Comment 25 Robert O'Callahan (:roc) (email my personal email if necessary) 2012-04-01 15:28:50 PDT
(In reply to Nick Cameron [:nrc] from comment #24)
> Further supporting the hooks/Avast hypothesis - I think we use this kind of
> Windows hook to run plugins, including Flash,

We don't.

We should see if blocking the Avast injection DLL stops the crash. Assuming it does, I think we should ask Avast to investigate and threaten them with blacklisting if they don't fix it.
Comment 26 Nick Cameron [:nrc] 2012-04-01 21:02:03 PDT
Stack trace:

00 ntdll!ZwWaitForMultipleObjects+0x15
01 kernel32!WaitForMultipleObjectsEx+0x8e
02 kernel32!WaitForMultipleObjects+0x18
03 kernel32!GetApplicationRecoveryCallback+0x2a7
04 kernel32!GetApplicationRecoveryCallback+0x166
05 kernel32!UnhandledExceptionFilter+0x161
06 kernel32!UnhandledExceptionFilter+0xe0
07 aswJsFlt+0x960f
08 aswJsFlt+0x8f08
09 aswJsFlt+0x3b42
0a xul!nsJSContext::EvaluateStringWithValue+0x3bc
0b xul!mozilla::plugins::parent::_evaluate+0x317
0c xul!mozilla::plugins::PluginScriptableObjectParent::AnswerNPN_Evaluate+0x91
0d xul!mozilla::plugins::PPluginScriptableObjectParent::OnCallReceived+0xe5
0e xul!mozilla::plugins::PPluginModuleParent::OnCallReceived+0x5f
0f mozalloc!moz_xmalloc+0xf
10 xul!mozilla::ipc::RPCChannel::DispatchIncall+0x5f
11 xul!mozilla::ipc::RPCChannel::Incall+0x11e
12 xul!mozilla::ipc::RPCChannel::OnMaybeDequeueOne+0x159
13 xul!MessageLoop::DoWork+0x246
14 xul!base::ThreadLocalPlatform::GetValueFromSlot+0xd
15 xul!MessageLoop::current+0x2d
16 xul!mozilla::ipc::DoWorkRunnable::Run+0x2a
17 xul!nsThread::ProcessNextEvent+0x1d2
18 xul!NS_ProcessNextEvent_P+0x2b
19 xul!mozilla::ipc::MessagePump::Run+0xb1
1a xul!MessageLoop::RunHandler+0xa6
1b xul!MessageLoop::Run+0x3c
1c xul!nsBaseAppShell::Run+0x2c
1d xul!nsAppShell::Run+0x49
1e xul!nsAppStartup::Run+0x20
1f xul!XRE_main+0x19ee
20 firefox!do_main+0x1f6
21 firefox!NS_internal_main+0x1f1
22 firefox!wmain+0x163
23 firefox!__tmainCRTStartup+0x122
24 kernel32!BaseThreadInitThunk+0x12
25 ntdll!RtlInitializeExceptionChain+0x63
26 ntdll!RtlInitializeExceptionChain+0x36
Comment 27 Nick Cameron [:nrc] 2012-04-01 22:32:42 PDT
We think that the Avast dll aswJsFlt is causing at least the crash I can reproduce and probably the more general one. Avast is loading aswJsFlt.dll and another dll when Firefox loads (annoyingly, outside of the mechanism which we can blocklist). Avast is patching our code to call its own (inside aswJsFlt) and then crashing (details below).
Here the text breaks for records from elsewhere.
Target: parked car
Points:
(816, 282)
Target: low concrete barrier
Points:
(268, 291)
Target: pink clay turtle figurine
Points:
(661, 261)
We need to reach out to Avast to see if they can fix this. Our options seem limited: we can't block the dll injection or prevent the patching. I will try a hack to get around the patching, but this will be unsatisfactory at best and easy to defeat. I can only see the hack working on one function at a time, so if Avast are patching elsewhere (which seems likely) then their bug could still cause crashes.
Comment 28 Nick Cameron [:nrc] 2012-04-01 22:44:23 PDT
Details:

The Avast dll is patching the first instructions of JS_EvaluateUCScriptForPrincipalsVersion (jsapi.cpp), replacing them with an unconditional jump into their dll. Here some code is run and when done jumps into some dynamically generated code. This seems to be a stub which executes the code from JS_EvaluateUCScriptForPrincipalsVersion that was patched over, restores some state, and then jumps back to JS_EvaluateUCScriptForPrincipalsVersion. Sometimes this works correctly, but sometimes it causes the exception we're seeing, not sure why.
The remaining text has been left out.